[ I removed "Jay R. Ashworth" <jra@scfn.thpl.lib.fl.us> from the CC list of this message after noting that he had been kind enough to remove me from the CC list of his mail. After this I will stop publically noting it when someone does the polite thing, i.e., doesn't CC me on mail to the list, and just twang this string when someone does the impolite thing, i.e., does CC me on mail to a list that they know I'm on. ]
This is a misdirected concern. DNS clients inside a NAT cloud are already proscribed from seeing DNS data from other NAT clouds or from the Internet itself. The NAT technology has to strip off DNSSEC stuff when it imports data but it tends to strip off DNS delegation and authority data as well, and tends to alter the address and mail exchange records. NAT borders are already DNS endpoints, with or without DNSSEC. Whether and how to regenerate external DNS inside a NAT cloud is a matter of NAT implementation, but the fact that it's _regenerated_, not forwarded or recursed, is a design constant.

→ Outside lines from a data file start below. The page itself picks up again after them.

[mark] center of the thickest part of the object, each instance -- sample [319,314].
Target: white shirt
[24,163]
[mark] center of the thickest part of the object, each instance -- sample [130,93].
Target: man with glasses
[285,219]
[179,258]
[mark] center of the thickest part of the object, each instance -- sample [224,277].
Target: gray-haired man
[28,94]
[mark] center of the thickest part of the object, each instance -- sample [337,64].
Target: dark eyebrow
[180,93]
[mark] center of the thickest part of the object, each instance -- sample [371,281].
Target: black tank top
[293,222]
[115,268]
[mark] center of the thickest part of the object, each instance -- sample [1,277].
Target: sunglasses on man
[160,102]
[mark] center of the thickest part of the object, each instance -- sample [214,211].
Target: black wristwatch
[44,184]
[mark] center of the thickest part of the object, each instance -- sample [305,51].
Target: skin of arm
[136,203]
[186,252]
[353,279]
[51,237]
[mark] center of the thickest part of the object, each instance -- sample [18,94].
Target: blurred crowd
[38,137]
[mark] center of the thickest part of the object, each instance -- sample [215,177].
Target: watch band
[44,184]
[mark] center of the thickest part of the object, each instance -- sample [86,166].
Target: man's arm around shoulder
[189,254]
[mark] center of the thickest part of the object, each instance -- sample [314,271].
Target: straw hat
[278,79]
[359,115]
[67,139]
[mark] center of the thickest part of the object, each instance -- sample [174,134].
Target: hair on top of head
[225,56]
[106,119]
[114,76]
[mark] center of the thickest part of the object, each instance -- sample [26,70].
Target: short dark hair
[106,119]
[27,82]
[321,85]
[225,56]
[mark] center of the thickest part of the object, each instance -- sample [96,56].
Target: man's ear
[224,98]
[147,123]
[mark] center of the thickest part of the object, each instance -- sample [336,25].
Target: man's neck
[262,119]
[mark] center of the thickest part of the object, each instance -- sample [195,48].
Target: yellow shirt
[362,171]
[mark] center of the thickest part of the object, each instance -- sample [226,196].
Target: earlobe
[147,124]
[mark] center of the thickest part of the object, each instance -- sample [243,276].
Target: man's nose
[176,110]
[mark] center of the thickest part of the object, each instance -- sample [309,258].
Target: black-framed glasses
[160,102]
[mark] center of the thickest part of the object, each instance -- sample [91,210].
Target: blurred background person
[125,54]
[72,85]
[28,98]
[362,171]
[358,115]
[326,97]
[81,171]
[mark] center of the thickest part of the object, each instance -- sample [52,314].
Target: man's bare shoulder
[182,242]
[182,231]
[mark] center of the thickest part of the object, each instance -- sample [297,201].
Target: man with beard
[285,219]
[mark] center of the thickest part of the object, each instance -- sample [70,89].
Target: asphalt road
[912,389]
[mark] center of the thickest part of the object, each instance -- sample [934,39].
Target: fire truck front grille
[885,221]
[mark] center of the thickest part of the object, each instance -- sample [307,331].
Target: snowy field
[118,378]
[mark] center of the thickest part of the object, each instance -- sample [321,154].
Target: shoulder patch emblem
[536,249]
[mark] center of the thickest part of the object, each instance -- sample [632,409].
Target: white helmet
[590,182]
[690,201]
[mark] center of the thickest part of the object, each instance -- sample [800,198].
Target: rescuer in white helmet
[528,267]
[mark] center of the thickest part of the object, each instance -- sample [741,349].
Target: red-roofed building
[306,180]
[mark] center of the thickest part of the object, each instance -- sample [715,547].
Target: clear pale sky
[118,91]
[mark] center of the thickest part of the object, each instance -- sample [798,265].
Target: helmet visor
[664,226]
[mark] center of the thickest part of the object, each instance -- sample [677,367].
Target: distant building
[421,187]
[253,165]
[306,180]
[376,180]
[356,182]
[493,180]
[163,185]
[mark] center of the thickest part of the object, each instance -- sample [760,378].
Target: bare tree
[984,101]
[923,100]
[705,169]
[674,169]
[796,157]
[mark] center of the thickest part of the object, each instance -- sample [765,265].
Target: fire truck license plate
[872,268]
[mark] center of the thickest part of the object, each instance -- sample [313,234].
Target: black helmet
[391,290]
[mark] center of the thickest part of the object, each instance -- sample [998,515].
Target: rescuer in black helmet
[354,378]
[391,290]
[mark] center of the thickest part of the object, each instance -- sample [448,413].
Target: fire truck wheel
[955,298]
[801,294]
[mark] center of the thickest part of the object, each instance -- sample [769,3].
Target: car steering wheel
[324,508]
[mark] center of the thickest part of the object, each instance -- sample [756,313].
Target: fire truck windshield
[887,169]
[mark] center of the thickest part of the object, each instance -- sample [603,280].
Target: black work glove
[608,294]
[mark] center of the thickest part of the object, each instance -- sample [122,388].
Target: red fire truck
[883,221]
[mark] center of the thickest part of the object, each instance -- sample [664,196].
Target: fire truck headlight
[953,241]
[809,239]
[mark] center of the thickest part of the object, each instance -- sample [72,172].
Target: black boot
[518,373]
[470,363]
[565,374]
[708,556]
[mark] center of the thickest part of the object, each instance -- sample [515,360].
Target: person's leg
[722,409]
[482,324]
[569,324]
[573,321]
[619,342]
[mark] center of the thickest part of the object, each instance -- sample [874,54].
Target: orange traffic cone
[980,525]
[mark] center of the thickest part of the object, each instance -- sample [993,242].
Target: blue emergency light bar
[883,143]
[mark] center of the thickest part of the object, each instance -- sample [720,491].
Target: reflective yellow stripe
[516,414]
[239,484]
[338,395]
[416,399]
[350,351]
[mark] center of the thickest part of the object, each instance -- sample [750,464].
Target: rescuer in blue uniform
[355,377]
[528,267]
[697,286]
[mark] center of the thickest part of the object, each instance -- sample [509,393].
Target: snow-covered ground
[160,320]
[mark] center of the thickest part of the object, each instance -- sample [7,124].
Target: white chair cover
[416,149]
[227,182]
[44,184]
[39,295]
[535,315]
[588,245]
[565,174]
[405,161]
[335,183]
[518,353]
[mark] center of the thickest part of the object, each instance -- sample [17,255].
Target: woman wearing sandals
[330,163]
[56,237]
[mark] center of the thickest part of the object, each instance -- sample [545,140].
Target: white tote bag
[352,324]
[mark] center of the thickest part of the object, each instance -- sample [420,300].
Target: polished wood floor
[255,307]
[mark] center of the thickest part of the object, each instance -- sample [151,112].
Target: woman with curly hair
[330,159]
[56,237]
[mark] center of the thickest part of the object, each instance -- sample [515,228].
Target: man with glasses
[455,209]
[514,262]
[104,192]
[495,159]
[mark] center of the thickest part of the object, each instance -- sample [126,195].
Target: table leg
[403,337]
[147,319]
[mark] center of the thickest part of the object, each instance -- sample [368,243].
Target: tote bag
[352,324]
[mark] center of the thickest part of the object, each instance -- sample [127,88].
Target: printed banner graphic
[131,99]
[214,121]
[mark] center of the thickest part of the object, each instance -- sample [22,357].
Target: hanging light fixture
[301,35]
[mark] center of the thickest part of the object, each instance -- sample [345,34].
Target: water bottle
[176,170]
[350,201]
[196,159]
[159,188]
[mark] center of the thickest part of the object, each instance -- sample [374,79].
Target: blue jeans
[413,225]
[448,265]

Well, yes, Paul, but unless I misunderstood you, that's exactly the point. If a client inside a NAT cloud does a DNS lookup to a supposedly authoritative server outside, and the NAT box is _required_ to strip off the signature (which it would, because it has to change the data), then it's not possibile, by definition, for any client inside such a NAT box to make any use of SecDNS.
I think I may have been too easily misunderstandable, so I won't fault your interpretation other than to say that since the folks inside a NAT are in a separate addressing domain and therefore have their own "root" name servers, the certification chain for DNSSEC is entirely valid, and entirely separate, within each NATspace.
The point is that you _can't_ regenerate the signature, usefully to the client, anyway, precisely because _it is a signature_.
And the client, and its NAT box, and their root name servers, are all very consistent and share all of their keys and Everything Just Works. What's going on here is that when you tell your interior clients how to find their interior root name servers, you have to tell them the interior root DNS key (the public one that is). If your NAT box is advanced enough to intercept DNS to external root name servers and redirect it toward interior ones so that the clients can all be configured as if they were normal (public) DNS clients, then your internal net can't use DNSSEC. Depending on the size of your organization, internal DNS validity checking may not have been the reason you wanted to use DNSSEC anyway -- most of us are concerned about the data which comes from _outside_ our networks.